# BOOTMGR Missing! HELP!!!



## Squeegie

Can't boot into Windows because BOOTMGR is missing?
I boot up the XP PRO logo just about to come up and something comes up sayin BOOTMGR missing press ctrl alt and del to re-start.
I can't access my computer!

i tried reinstalling it and it loads all files then right before it asks me what i want to do it says BOOTMGR is missing so it wont let me reinstall windows!! is there a way i can do it differently?? are there some files i can download and then set the harddrive as slave and put in a master and put the bootmgr on the slave?? help


----------



## jancz3rt

*Try this*

Try the repair option of the Windows XP OS. You do this by booting from the CD. Wait till you get the welcome screen and then press R. Then type in CHKDSK /P and then CHKDSK /F. Then, after this is done, type in FIXBOOT and after that is complete, type in EXIT. This could fix yoru problem.

JAN


----------



## SubKamran

Alright, I am posting here because for this error message, this was the only helpful thing that came up when I googled "BOOTMGR is Missing." I want to add my solution so people searching it can fix it hopefully.

Here's how I fixed it... this was caused by me wanting to get rid of the Vista boot loader and some smart guy said to delete "boot" folder and bootmgr file from C:\. Obviously didn't fix it.

I tried booting from XP CD and running the console, I tried:

fixmbr
fixboot
chkdsk /p
chkdsk /r
bootcfg /rebuild

Nothing.

I tried doing a repair on the XP installation, didn't work either.
I tried installing Red Hat 8, didn't work, didn't like my SATA drives.

So, finally, I figured I'd reinstall Vista 5270 (the one I got rid of) on my other partition. Well, that didn't work... but it did sort of work and led me to the solution.

Here's what you do:

1. Boot from Vista DVD
2. Start a new install on some partition (dont need to format). Don't do it on your XP partition.
3. When it restarts, you'll still get the error message, BUT it already copied the boot files to the partition.
4. Restart and boot from Vista DVD again.
5. This time, click "Repair start up"
6. Select the installation, the password is blank so press Next.
7. Then select "Command Prompt."

Alright, here's the tricky part... we're going to copy the boot files from the X:\ drive to your XP partition (in my case, D:\)

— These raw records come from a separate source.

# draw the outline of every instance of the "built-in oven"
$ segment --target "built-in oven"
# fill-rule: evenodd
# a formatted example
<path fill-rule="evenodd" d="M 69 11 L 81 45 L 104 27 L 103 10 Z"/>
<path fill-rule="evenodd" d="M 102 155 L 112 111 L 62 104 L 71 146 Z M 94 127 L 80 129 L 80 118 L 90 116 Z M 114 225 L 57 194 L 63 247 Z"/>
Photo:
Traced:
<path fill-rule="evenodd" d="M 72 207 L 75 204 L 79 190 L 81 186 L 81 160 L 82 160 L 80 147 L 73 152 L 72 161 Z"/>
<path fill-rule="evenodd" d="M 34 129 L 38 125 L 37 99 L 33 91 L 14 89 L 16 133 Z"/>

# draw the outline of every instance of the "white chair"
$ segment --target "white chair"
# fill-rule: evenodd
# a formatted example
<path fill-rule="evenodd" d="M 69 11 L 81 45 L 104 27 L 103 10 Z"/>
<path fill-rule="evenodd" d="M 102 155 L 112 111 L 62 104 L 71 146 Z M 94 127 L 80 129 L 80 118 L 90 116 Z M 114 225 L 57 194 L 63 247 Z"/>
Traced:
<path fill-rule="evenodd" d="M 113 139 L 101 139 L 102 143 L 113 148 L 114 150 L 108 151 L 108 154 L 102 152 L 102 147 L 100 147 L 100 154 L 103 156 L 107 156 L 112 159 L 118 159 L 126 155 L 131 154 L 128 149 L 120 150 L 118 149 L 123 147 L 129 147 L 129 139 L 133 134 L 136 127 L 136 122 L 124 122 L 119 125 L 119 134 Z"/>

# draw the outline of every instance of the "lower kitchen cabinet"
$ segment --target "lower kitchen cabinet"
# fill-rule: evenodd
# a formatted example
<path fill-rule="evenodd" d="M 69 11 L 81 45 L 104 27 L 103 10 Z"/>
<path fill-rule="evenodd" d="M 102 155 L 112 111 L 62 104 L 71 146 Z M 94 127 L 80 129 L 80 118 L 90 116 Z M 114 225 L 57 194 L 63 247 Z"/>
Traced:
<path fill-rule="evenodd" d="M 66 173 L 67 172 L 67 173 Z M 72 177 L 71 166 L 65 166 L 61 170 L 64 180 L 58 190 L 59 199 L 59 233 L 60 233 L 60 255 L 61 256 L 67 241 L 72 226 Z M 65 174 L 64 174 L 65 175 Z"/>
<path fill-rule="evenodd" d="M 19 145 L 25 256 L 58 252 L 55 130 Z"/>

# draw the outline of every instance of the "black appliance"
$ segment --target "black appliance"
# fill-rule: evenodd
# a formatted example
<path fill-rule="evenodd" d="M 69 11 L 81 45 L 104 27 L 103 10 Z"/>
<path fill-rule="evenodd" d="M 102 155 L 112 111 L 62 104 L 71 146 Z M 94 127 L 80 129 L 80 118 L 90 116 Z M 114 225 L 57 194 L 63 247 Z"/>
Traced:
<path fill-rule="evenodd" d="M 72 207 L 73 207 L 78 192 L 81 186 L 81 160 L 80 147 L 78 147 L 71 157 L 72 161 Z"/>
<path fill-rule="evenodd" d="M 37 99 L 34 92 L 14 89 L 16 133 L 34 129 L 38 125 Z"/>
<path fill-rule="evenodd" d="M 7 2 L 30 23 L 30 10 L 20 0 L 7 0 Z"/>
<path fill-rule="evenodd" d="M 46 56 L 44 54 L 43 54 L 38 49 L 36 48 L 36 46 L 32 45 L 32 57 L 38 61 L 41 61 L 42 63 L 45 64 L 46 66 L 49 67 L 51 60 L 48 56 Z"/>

So, I had some trouble with this... here's what you do:

Type in "d:\" (or your partition letter)
Then do:

mkdir boot

Type dir and make sure it shows up as a directory, it should say:

 <DIR>     boot

Now, from now on, ALWAYS type in "dir" whenever you do a "mkdir" command to MAKE SURE IT CREATES IT. I had some problems where it didn't always create it, or do it right.

Next, we're going to make the folder structure, type the following (while making sure to check the screen when typing "dir"; replace "d:" with your XP partition drive letter):

d:
cd boot
mkdir EFI
dir
cd EFI
mkdir Microsoft
dir
cd Microsoft
mkdir Boot
dir
cd Boot
mkdir en-US
dir
d:
cd boot
mkdir en-US
dir
mkdir Fonts
dir

Alright, the folder structure is ready. Now to copy the files.

x:
copy bootmgr d:\
cd boot
copy *.* d:\boot
cd efi
cd microsoft
cd boot
copy *.* d:\boot\efi\microsoft\boot
cd en-US
copy *.* d:\boot\efi\microsoft\boot\en-US
x:
cd boot
cd en-US
copy *.* d:\boot\en-US
cd..
cd Fonts
copy *.* d:\boot\fonts
exit

Then click Restart or press restart on your case.

If you get the message "cannot find file specified" then it means your folder structure is messed up. It needs to have the folder created to copy the files. Check and make sure your folder structure looks like:

D:\boot
D:\boot\EFI\Microsoft\Boot\en-US
D:\boot\en-US
D:\boot\Fonts


Voila, it should now start up... mine went to my repair that I tried earlier and as I speak it is finishing the repair install.


----------